Routing ships around the Cape of Good Hope to circumvent potential threats in the Red Sea increases emissions when compared to routing directly through the Suez Canal. However, the knock-on effect on demand for EUAs stemming from increased emissions due to vessels’ longer routing is nonetheless expected to be marginal, at least in the immediate.
This is largely due to the maritime sector accounting for a relatively small share of the total EU ETS market, roughly 7.58% once fully phased in, coupled with a phased implementation approach, where for the first compliance period of the EU ETS scheduled by end Sept 2025, only 40% of the reported emissions in 2024 will necessitate the acquisition of EUAs and for inbound or outbound European voyages affected by the situation in the Red Sea, only 50% of those reported emissions will fall under the scope of the EU-ETS.
Whilst in the immediate Red Sea navigational disruptions may exert moderate pressure on EUAs demand, the repercussions could potentially become more significant over the medium or longer term if disruptions persist, given the greater share of maritime emissions becoming subject to compliance requirements, specifically 70% and 100% of reported emissions for 2025 and 2026 respectively.

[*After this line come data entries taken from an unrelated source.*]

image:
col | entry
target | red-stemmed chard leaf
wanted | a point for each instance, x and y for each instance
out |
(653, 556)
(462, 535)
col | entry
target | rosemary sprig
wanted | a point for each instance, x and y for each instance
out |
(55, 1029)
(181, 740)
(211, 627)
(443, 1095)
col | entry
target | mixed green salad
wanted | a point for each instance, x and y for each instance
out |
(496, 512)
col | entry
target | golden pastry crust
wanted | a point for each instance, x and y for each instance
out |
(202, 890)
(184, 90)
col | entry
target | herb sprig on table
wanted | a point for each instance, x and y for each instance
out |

The shift has been causing notable disruptions in the global shipping landscape, affecting international commerce by prompting adjustments in industry strategies toward the EU-ETS. For instance, one major shipping container line operator has updated its’ EU-ETS surcharge rates to reflect longer journey times. Around 15% of seaborne trade, and approximately 7% of seaborne dry bulk trade, flows through the Red Sea and Suez Canal, and the detour via the Cape adds on average about ten days extra to voyages to and from Europe, affecting global trade dynamics and increasing freight costs. Additionally, insurance premiums for vessels in the Red Sea have gone up by 0.5-0.75 percentage points, according to various maritime insurance sources.
Our analysis on the Maritime Carbon Solutions platform for the same (laden) sea passage from Rotterdam to Shanghai, for a non-scrubber fitted 76,000 dwt Panamax vessel built 2010 proceeding at eco speed, shows that the Cape of Good Hope detour results in approximately 925 metric tons more CO2 emissions versus routing via Suez, due to the extended steaming.
While the Carbon Intensity Indicator (CII) values for either routing suggests similar fuel efficiencies, the EU-ETS costs at current spot EUA prices for the Cape route exceed those of the Suez route by EUR 11,309, a reflection of the absolute increase of CO2 output. Notably, the Cape route avoids the Suez Canal fees & extra war risk premiums, which at today’s market rates could potentially amount to around USD 390,000. Additional steaming time however results in extra voyage costs, specifically an extra 11 days hire at market levels of USD 25,000/day at the time of fixing end last year, plus an equivalent number of days of bunker consumption [(32 tons/day at USD 620/ton (FO)] adds up nearly USD 500,000 more costs to the voyage.
Depending on freight market conditions, this extended transit time can also mean the vessel is unavailable for other employments during this period, representing potentially an opportunity cost not immediately evident from a direct cost analysis. Nonetheless, when weighing decisions based on financial and environmental considerations, the savings from canal dues and war risk premiums should be considered alongside the increased emissions and operational expenses associated with longer journey times via the Cape of Good Hope.